In SNi mechanism, when carbocation is formed, does carbocation rearrangement occur like common SN1 mechanism?
With reference to the reaction of SOCl2 with secondary alcohol in presence of pyridine, pyridine acts as a base and it removes the proton from HCl, resulting in formation of free Cl- ion, and Cl-, being an effective nucleophile, attacks Chlorosulphite from the back in normal SN2 fashion.
If there are two SN2 reactions then we would expect complete retention of stereochemistry. In the SNi process we are going through an intimate ion pair – there is a carbocation, so we should see some leakage of the optical purity through a pure SN1 type pathway. If we started with an optically pure chlorosulfite I would expect that the optical purity would decrease with increasing reaction temperature or increasing solvent polarity as both of these factors should disrupt the intimate ion pair.

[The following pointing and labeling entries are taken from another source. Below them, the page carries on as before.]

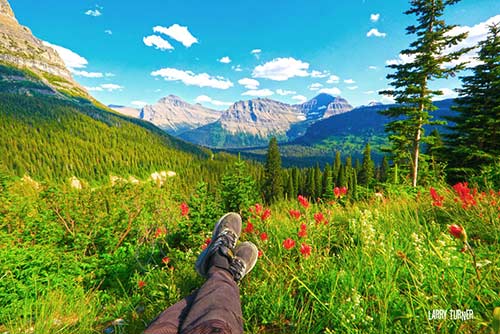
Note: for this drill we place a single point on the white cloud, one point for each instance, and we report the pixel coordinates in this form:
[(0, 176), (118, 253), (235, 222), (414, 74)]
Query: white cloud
[(191, 79), (87, 74), (332, 91), (299, 98), (225, 60), (476, 34), (259, 92), (93, 12), (283, 92), (71, 59), (139, 104), (447, 94), (281, 69), (315, 86), (208, 99), (249, 83), (333, 79), (319, 74), (179, 33), (107, 87), (158, 42), (376, 33)]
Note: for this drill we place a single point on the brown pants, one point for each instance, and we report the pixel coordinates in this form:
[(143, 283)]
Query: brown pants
[(214, 308)]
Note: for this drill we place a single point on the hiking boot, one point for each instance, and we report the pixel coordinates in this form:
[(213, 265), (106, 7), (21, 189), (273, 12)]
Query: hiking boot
[(245, 257), (220, 250)]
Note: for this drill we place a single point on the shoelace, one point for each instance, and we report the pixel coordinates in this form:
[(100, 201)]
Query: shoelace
[(237, 268)]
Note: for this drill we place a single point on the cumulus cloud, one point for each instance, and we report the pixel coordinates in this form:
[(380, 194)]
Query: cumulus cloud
[(333, 79), (476, 34), (192, 79), (315, 86), (332, 91), (281, 69), (93, 12), (158, 42), (138, 104), (447, 94), (249, 83), (283, 92), (376, 33), (105, 87), (259, 92), (299, 98), (225, 60), (374, 17), (319, 74), (208, 99), (179, 33)]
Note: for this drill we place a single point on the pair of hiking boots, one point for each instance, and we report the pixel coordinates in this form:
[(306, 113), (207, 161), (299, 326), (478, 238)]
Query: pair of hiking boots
[(223, 252)]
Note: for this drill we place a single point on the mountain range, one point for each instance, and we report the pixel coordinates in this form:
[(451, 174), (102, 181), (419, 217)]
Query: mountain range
[(243, 124)]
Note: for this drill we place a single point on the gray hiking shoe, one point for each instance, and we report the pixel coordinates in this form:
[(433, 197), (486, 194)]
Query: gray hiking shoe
[(245, 257), (224, 237)]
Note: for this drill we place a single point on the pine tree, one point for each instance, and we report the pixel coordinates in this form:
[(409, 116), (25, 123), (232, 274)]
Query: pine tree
[(475, 137), (426, 60), (384, 169), (327, 183), (367, 168), (273, 187)]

Also I don’t believe that pyridine would be selective for an aliphatic secondary carbon over the electrophilic sulfur, but one could alternatively measure the reaction rate with respect to pyridine concentration. If it’s straight SN2, you’d expect a linear increase in rate with increasing pyridine conc, whereas if it’s the proposed SNi, you’d see a plateau in reaction rate with increased pyridine conc since the slow step will likely be ionization, not attack at sulfur.
I was taught that in this context retention of configuration is due to the fact that two net inversions occur. The first inversion takes place when the amine (or pyridine in this case) performs an Sn2 displacement on the chlorosulfite. This would generate SO2, the chloride ion, and the activated pyridinium moiety. The second inversion occurs when the chloride ion displaces the pyridine group, resulting in an overall retention of stereochemistry. Would there be an easy way to test the mechanism you propose?
Thanks for this, James. I’d say you threw the book on his slapdown! This is clearly a complicated issue.
Now, hindsight is 20/20, but I suppose it makes pretty good sense that chloride, a weak nucleophile, doesn’t displace chlorosulfite in an SN2 fashion.
Could you invoke the thermodynamic stability and entropic favorability of forming SO2 gas as a factor in why chloride might displace chlorosulfite in SN2?
I probably shouldn’t have written “slap down”, I am glad he brought this subject up.
PCl5 is sufficient to result in inversion of alcohols via an SN2 process with chloride as nucleophile so even with hindsight I think it’s hard to see.
In the latest versions of Solomons he says the reaction is done with Pyridine or other amine base. Also there is one sentence in parentheses where he states the reaction occurs with retention if pyridine is absent.
I teach it with inversion because I have rarely heard of anyone treating an alcohol with thionyl chloride without using some amine.